PPDM Association Events are
specifically designed to facilitate collaborative idea
sharing, discussion, and networking. Learn from your
colleagues’ experiences, ask questions, build
relationships and make key face-to-face connections. Engage
in dynamic sessions and attend an information packed
Neil Constantine with DataCo will present a talk.
Improved technology accessibility, coupled with an E&P industry under pressure to reduce costs and shorten cycle times, have led to increased interest in data analytics and machine learning. These techniques have been successfully applied in other industries yet E&P has been slow to adopt, in part due to our large volumes of unstructured data.

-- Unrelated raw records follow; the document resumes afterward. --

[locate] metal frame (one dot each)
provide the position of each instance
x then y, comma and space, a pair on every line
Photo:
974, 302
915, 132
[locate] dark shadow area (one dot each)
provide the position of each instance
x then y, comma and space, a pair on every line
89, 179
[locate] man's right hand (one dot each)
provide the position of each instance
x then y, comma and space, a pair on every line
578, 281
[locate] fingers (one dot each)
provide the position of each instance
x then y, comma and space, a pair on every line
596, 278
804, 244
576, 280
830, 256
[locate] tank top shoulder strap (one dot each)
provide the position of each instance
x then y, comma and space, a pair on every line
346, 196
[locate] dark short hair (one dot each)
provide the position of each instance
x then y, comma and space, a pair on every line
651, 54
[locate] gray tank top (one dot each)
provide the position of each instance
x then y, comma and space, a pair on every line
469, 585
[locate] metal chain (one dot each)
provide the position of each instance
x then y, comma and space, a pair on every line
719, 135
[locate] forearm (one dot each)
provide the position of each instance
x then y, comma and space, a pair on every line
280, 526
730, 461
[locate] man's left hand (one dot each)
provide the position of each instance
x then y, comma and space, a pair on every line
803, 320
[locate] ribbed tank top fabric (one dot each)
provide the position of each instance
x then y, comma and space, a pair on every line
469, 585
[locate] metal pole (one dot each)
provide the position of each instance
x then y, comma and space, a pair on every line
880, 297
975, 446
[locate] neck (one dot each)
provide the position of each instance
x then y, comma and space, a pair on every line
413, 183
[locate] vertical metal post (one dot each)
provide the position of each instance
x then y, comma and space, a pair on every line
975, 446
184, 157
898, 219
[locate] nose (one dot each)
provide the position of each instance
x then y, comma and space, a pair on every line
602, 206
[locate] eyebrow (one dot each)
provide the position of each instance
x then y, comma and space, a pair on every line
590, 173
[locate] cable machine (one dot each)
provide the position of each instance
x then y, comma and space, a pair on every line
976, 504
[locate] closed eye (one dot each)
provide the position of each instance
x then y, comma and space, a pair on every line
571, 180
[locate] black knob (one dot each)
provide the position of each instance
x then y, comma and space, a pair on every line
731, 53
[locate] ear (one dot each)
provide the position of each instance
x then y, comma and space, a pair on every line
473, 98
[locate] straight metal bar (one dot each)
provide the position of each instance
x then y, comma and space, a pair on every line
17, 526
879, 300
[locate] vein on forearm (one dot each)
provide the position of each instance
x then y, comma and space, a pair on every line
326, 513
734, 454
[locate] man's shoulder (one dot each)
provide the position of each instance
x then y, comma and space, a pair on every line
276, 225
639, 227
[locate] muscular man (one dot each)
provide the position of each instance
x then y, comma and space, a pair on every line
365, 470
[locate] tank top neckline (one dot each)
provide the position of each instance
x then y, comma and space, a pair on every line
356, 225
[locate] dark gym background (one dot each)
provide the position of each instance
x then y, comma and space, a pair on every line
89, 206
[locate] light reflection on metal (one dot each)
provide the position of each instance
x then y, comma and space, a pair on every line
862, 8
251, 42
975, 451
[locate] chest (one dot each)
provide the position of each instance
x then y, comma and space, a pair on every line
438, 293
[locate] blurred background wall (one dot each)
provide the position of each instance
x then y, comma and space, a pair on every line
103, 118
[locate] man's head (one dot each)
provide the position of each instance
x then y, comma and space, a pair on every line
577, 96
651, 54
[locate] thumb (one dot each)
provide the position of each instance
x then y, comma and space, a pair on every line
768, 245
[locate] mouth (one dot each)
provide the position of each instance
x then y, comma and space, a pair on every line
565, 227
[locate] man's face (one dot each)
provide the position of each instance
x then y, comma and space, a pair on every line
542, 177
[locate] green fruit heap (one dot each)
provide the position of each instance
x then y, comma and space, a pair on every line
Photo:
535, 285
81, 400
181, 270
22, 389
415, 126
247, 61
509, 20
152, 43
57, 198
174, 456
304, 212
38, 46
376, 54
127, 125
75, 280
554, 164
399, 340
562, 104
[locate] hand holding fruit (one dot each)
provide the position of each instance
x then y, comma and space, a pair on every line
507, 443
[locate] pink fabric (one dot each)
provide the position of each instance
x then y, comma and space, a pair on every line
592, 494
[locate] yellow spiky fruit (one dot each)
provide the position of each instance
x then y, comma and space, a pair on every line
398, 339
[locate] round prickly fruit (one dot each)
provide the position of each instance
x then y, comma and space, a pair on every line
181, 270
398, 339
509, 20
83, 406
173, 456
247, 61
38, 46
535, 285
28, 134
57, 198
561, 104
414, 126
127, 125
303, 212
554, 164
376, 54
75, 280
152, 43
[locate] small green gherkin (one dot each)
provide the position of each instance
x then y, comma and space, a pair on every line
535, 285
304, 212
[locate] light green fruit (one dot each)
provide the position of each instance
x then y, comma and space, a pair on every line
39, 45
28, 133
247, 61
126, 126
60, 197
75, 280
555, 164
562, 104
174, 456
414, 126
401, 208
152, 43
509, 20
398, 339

Estimates predict an exponential growth in unstructured data by the next decade whilst data analytics has been highlighted as a top area of focus for oil and gas companies, with the potential to automate up to 30% of existing activities. This paper describes a real process to leverage information from unstructured data, which contain nuance and context not seen in traditional repositories, despite the many challenges.
Combining E&P experience with lessons from outside our industry, this process uses taxonomic analysis, optical character recognition (OCR) and natural language processing (NLP) to ‘pull’ information from subsurface documents and place this at users’ fingertips. The value is twofold: high performance computing accelerates this process from weeks to hours, and the additional information at an early stage helps manage subsurface uncertainty and focus interpreter effort.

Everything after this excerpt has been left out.